Однако всё было сложнее. Завязался узел, его надо было очень аккуратно распутывать. Людмила понимала, что ей надо выбрать и постараться пощадить обоих мужчин. Она должна помочь Михаилу установить связь с семьёй. А Берг никогда не должен узнать, кто и что стояло между ними.

Был ещё очень важный момент разговора дяди и племянника – неизбежность войны, в которой уверял Герхард. Об этом нельзя молчать. «Наши должны знать, что Гитлер лжёт. Заключает мир, а сам готовит войну. Надо поговорить с Отто».

Любой ее необдуманный поступок может стоить жизни всем близким ей людям.

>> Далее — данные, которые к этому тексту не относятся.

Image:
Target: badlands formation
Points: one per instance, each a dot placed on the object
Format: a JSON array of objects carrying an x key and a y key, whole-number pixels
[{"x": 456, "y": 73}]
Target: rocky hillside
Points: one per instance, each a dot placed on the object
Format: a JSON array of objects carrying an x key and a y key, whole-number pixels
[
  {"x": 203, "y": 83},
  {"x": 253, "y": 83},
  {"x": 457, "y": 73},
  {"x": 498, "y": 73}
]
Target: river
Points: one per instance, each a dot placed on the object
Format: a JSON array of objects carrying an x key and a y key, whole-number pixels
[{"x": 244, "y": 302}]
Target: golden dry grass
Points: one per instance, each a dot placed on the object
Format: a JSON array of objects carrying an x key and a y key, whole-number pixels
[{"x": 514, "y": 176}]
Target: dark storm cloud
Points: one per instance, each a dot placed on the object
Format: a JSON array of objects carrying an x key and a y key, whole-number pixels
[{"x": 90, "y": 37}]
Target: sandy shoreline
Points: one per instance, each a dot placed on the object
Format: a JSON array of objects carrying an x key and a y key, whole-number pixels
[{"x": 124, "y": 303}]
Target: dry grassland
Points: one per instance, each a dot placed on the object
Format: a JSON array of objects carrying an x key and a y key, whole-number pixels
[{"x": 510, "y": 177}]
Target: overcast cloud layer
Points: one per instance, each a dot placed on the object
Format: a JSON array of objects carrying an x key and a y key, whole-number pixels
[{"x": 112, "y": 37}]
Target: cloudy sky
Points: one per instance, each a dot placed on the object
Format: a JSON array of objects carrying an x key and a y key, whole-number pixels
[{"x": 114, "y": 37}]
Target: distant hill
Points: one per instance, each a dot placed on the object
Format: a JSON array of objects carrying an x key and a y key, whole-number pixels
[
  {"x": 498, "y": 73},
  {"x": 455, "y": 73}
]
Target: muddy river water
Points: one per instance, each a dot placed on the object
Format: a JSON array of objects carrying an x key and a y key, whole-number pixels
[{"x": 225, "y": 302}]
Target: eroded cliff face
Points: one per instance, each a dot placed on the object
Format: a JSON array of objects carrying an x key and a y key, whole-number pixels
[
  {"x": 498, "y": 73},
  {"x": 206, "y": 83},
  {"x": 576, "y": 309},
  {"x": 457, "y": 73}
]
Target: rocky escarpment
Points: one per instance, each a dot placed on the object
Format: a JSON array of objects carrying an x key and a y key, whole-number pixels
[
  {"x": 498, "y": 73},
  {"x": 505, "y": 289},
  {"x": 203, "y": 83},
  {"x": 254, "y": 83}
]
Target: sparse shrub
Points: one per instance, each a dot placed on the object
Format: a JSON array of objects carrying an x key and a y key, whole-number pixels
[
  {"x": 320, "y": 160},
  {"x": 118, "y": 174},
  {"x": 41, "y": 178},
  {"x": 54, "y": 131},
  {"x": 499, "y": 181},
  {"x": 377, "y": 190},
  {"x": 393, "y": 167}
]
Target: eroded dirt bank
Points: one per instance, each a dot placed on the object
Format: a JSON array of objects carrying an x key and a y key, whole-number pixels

Людмила вспомнила, как Берг в Москве ей говорил: «Мы вернёмся в Москву состоятельными людьми. Любовь придёт. Мы будем счастливы». Она хотела вернуться в Москву, но не одна. У неё должны быть семья и муж, её защита и опора. Она должна вернуться в Москву победительницей. Появление незваного гостя рушило её надежды. Она понимала, это – враг. Ей было страшно и холодно внутри. Это была очень тревожная ночь.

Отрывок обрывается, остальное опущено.